Agriculture is a key global sector likely to enjoy a solid long-term or “secular” demand outlook, as the rising global population and improved per-capita incomes are increasing both the quantity and quality of food demanded worldwide. Over the short-term there appears to be particularly good upside price potential, as an unusually extended period of good global growing conditions has pushed many agricultural prices to relatively low levels. And irrespective of short-term price movements, due to the relatively low historical correlation between agricultural sector performance and the Australian equity market more broadly, some exposure to the agriculture sector offers a potentially handy extra source of portfolio diversification for Australian investors. Some ways to access these Alternatives include a pure agricultural commodities exposure via our BetaShares Agriculture ETF – Currency Hedged (synthetic) (ASX Code: QAG) or the broader based BetaShares Commodities Basket ETF – Currency Hedged (synthetic) (ASX Code: QCB). As with our Gold Bullion exposure, these two ETFs are currency hedged, meaning that you are again accessing the US price for the commodities and not embedding a currency risk with the AUD. Further, it is worth pointing out here that, unlike QAU, where a custodian is holding the physical bullion bars for the Fund’s benefit, with commodity investing (and this is applicable for our Crude Oil fund as well) we are investing the same way as institutional investors and hedge funds do – via Futures Contracts. The reason for this is that as much as I love animals, I can’t take physical delivery at my desk of 5,000 live pigs or cattle, nor can I store a few thousand tonnes of Corn at home. The most efficient way of investing in commodities is via Futures. As investment exposure is obtained in this way, they are called synthetic ETFs.

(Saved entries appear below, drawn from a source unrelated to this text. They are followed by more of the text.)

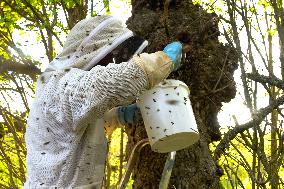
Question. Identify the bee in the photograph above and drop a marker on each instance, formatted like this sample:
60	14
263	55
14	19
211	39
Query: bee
172	102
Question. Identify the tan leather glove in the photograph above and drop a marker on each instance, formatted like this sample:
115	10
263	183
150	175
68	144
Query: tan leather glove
157	66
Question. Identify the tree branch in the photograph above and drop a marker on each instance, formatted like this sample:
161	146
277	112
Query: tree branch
272	80
257	119
30	70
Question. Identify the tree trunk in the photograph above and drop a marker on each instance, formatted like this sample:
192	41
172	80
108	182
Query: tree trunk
207	70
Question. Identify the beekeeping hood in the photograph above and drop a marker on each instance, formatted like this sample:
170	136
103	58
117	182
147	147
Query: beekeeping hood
90	40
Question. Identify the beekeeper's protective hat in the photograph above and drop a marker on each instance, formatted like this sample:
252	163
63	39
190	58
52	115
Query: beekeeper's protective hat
92	39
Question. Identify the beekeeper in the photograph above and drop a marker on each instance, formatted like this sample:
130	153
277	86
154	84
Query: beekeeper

Lastly, as mentioned, investing in Alternatives can be complicated and, like all investments, it’s not without its risks so you may find it worthwhile getting assistance from a professional fund manager. There are a number of very talented and highly skilled fund managers focusing on Alternatives here in Australia, many of which will have their own unique investment strategies. Whilst the institutional world and, increasingly, financial planners are embracing these types of managers, they can be very hard for self-directed investors to get access to because, as mentioned previously, some are at capacity or have very high entry levels and fees. BetaShares last year launched an ASX traded version of the fund run by Shane Oliver’s team at AMP Capital – the AMP Capital Dynamic Markets Fund (Hedge Fund) (ASX: DMKT). So if you would like to access Alternative investments, such as commodities, combined with traditional asset classes, and would prefer to have full-time investment professionals monitoring the various markets, then DMKT is another ‘alternative’ in Alternatives.
Alternatives are useful diversification tools within investment portfolios. They can offer a potential source of outperformance when traditional asset classes are being sold off and likewise may underperform when the traditional asset classes are outperforming.